Постепенно разговор смолк, и маркиз с Манеллой сидели за столом, погруженные в свои мысли.
— О чем вы думаете? Готов заплатить пенни за вашу мысль, — улыбнулся маркиз, которого всегда забавляла грубоватая меткость английских поговорок.
— О вас, — просто ответила Манелла. — В вашем присутствии невозможно думать о чем-либо другом.
Если в устах более искушенной дамы такая фраза показалась бы слишком вызывающей, для этой девушки она была как нельзя более уместна.
— А я думаю о вас, — признался маркиз. — Я удивляюсь, что девушка может быть такой красивой и в то же время умной. Я уж не упоминаю о том, что бедная миссис Уэйд приготовила бы для этого пикника совсем другой набор. И говорите вы так, словно успели попутешествовать.
— А я и успела, — согласилась Манелла. Заметив во взгляде маркиза недоверие, она пояснила:
— В мечтах. Мне посчастливилось пользоваться хорошими библиотеками, вроде вашей.
— Придет пора, и какой-нибудь счастливчик, женившись на вас, сможет показать вам те края, по которым вы странствовали в своем воображении, — задумчиво сказал маркиз.
Судя по интонации, это был вопрос, предполагавший ответ.
Манелла отвела глаза и, помедлив, согласилась:
— Конечно. То есть я, конечно, хочу, чтобы так случилось, — поправилась она. — Но пока я не встречала человека, которого хотела бы видеть своим мужем.
Только теперь она поняла, что наконец попала в сети, ловко расставленные маркизом. Она, по сути, призналась, что бежала вовсе не от мужчины.
Слишком поздно заметив свою оплошность, Манелла упрекнула себя за неосторожность. Она решительно встала из-за стола.
— Если мы хотим увидеть то место, которое вы хотели мне показать, нам пора отправляться в дорогу. Вы можете посидеть еще пять минут, а я буду собираться.
Она ожидала, что маркиз станет возражать. Но он воспринял ее слова безропотно. Более того, он начал помогать ей укладывать остатки еды в корзину и закупорил бутылку с недопитым вином.
Затем он позвал грума, пригнавшего лошадей с водопоя и расположившегося неподалеку от хижины.
Тот быстро уложил корзинки в фаэтон, запряг лошадей, и они продолжили путь.
Не прошло и получаса, как лес стал редеть. Когда путники выехали на открытое место, невдалеке показался довольно высокий холм, поросший разнотравьем.
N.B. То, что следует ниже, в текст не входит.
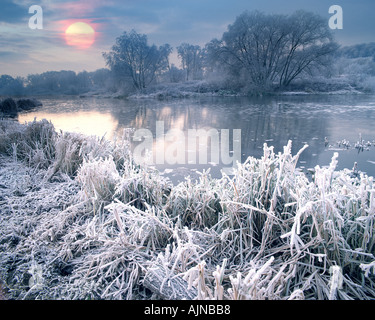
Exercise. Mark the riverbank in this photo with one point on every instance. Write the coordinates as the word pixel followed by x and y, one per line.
pixel 79 220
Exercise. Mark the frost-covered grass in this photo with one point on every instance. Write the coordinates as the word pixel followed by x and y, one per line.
pixel 79 220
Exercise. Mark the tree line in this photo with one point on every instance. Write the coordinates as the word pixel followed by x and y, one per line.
pixel 258 52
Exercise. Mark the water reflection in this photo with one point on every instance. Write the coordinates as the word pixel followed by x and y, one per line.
pixel 302 119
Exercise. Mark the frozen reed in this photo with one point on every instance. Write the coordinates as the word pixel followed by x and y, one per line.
pixel 80 220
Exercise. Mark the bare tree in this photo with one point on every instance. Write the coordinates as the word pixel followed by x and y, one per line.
pixel 269 49
pixel 132 58
pixel 191 59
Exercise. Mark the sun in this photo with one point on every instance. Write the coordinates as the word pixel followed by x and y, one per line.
pixel 80 35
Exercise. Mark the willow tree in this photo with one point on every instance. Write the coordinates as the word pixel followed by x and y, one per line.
pixel 269 49
pixel 131 57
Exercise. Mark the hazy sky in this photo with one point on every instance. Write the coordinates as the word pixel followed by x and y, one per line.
pixel 25 51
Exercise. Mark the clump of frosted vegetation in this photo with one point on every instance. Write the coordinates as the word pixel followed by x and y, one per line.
pixel 80 220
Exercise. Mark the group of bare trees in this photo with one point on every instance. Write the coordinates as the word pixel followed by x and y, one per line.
pixel 132 58
pixel 260 51
pixel 270 50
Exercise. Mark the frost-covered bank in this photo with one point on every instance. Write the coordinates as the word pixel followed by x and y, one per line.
pixel 79 220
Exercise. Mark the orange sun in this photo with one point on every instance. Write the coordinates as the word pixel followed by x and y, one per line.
pixel 80 35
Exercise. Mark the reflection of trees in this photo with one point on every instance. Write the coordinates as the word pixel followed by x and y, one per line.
pixel 276 120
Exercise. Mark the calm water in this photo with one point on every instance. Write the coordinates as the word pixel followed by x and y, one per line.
pixel 302 119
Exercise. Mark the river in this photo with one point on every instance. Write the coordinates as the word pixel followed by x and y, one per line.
pixel 304 119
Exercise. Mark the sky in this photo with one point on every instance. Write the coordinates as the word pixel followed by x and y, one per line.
pixel 26 51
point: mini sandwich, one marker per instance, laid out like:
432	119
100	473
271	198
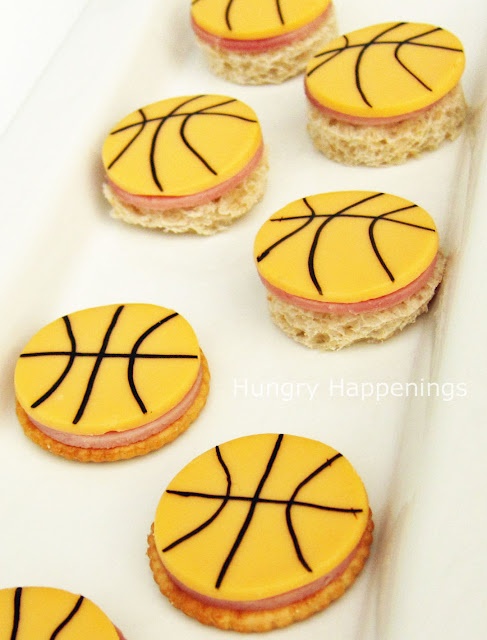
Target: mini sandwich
260	532
190	164
110	383
261	41
348	266
386	93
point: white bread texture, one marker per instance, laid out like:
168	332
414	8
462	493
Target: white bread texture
273	66
377	145
204	219
330	332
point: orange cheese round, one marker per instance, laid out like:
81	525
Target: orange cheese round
255	19
30	613
181	146
108	368
260	516
345	246
385	70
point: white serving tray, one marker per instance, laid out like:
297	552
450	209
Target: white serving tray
421	455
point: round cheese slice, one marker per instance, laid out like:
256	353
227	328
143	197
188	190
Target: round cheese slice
30	613
258	517
385	70
255	19
345	246
107	369
182	146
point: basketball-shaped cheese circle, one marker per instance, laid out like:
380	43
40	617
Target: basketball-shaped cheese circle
30	613
108	368
385	70
255	19
345	246
181	146
260	516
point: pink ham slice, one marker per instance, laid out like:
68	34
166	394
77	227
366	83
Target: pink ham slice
262	44
340	308
121	438
274	602
164	203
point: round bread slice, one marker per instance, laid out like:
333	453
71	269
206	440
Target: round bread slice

Маркиз спрыгнул на землю, помог Манелле спуститься и, не отпуская ее руки, бережно повел девушку к вершине.
Манелла испытывала райское блаженство, ей было странно прикасаться ногами к земле; ее душа парила в небесах. Но это продолжалось всего несколько мгновений. Девушка вдруг отчетливо представила себе, что идет рука об руку наедине с посторонним мужчиной — грум лениво разглядывал лес, из которого они только что выехали. Она ужасно застеснялась и осторожно, чтобы не обидеть своего спутника, выдернула руку. Маркиз безропотно ее отпустил.
Забравшись на холм по еле заметной тропинке — у местных крестьян и арендаторов хватало всевозможных дел, и им было не до любования красотами природы, — молодые люди молча стояли, оглядывая окрестности.
Вряд ли отсюда можно было видеть шесть графств, но и без этого ландшафт, открывавшийся с вершины холма, был так прекрасен, что вполне мог разбередить душу самого убежденного любителя городской жизни.
Что же говорить о Манелле, унаследовавшей от отца нежную привязанность к сельскому пейзажу?
Спустившись по склону туда, где их ждал фаэтон, Манелла сказала:
— Глядя на вас, я представила себе монарха из рыцарского романа, чья власть простирается на все, что можно охватить взором. Неудивительно, что вы гордитесь своим замком и его историей, уходящей корнями в глубину веков.
— Разумеется, горжусь, — кивнул маркиз. — Хотя если уж речь зашла о моем положении, то должен вам сказать, что не бывает добра без худа, если перефразировать известную пословицу.
Манелла приготовилась услышать о неприятностях, сопряженных с его блистательным положением. Но маркиз не пояснил своего туманного высказывания. На самом деле он подразумевал бремя обязанностей перед семьей и титулом, которое теперь, когда он встретил очаровательную девушку, по рождению принадлежавшую к низшему классу, впервые в жизни показалось ему нестерпимо тягостным.